Virginia has become ground zero for the transgender rights movement with the case of Gavin Grimm, the Gloucester County High School student whose case is before the U.S. Supreme Court.
A couple of years ago, when Grimm needed support, his parents drove him to Richmond for meetings at ROSMY, a support group for LGBT youths that has since changed its name to Side by Side.
On Sunday, Side by Side, in conjunction with the American Civil Liberties Union of Virginia, Equality Virginia and the Nationz Foundation, will lead a Richmond town hall forum on Title IX and supporting transgender youths.
Ted Lewis, executive director of Side by Side, said the organization has received numerous questions from youths and parents concerned about the Trump administration’s decision to rescind transgender student protection guidelines put in place during the Obama administration.
“We wanted to provide an opportunity for those youth and families to ask questions,” and to learn what the law says and to what extent transgender youths are protected, Lewis said.
Lewis hopes the forum will provide an opportunity for those in attendance “to be more visibly supportive of transgender youth in our community, knowing that transgender youth need our support now more than ever.”
These are dynamic times for the transgender community, in ways positive and negative. Side by Side, whose history dates back 25 years, has seen a 100 percent increase in the number of young people who have sought support over the past three years, Lewis said.
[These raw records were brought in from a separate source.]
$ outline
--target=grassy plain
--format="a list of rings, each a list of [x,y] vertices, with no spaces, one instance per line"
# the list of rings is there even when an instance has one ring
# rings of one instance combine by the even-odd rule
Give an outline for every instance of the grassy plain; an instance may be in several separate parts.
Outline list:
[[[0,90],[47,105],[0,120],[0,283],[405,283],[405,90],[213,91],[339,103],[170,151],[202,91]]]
In a change as of last July, a majority of its youths — 52 percent — are transgender.
Lewis attributes the rise to youths “having the ability and the language to describe who they are.” Previously, “they had to struggle in silence, but now they have the language.”
One of those young people was Grimm, who would come to Richmond “because there’s nothing between Gloucester and here” in the way of support for transgender youths, Lewis said.
Braden Butka, a senior at Manchester High School in Chesterfield County, has met Grimm. Butka, 18, will be among the speakers at Sunday’s town hall.
As a transgender student, Butka was initially uncomfortable using the boys’ or girls’ restroom. The school made an accommodation for him to use a unisex bathroom — not unlike the gender-neutral bathroom that alienated Grimm in Gloucester.
“It was frustrating to have to go out of my way during the school day to use the bathroom when there was one right across from the classroom,” Butka said.
Ultimately, he was allowed to use the boys’ bathroom at Manchester, a school he describes as “very open and accepting to everybody.”
As for the case of Grimm, “I think it’s really awesome. The voice of a teenager, a kid, can be really powerful,” Butka said. “I applaud him for it. It takes a lot of courage to do the things he’s doing right now.”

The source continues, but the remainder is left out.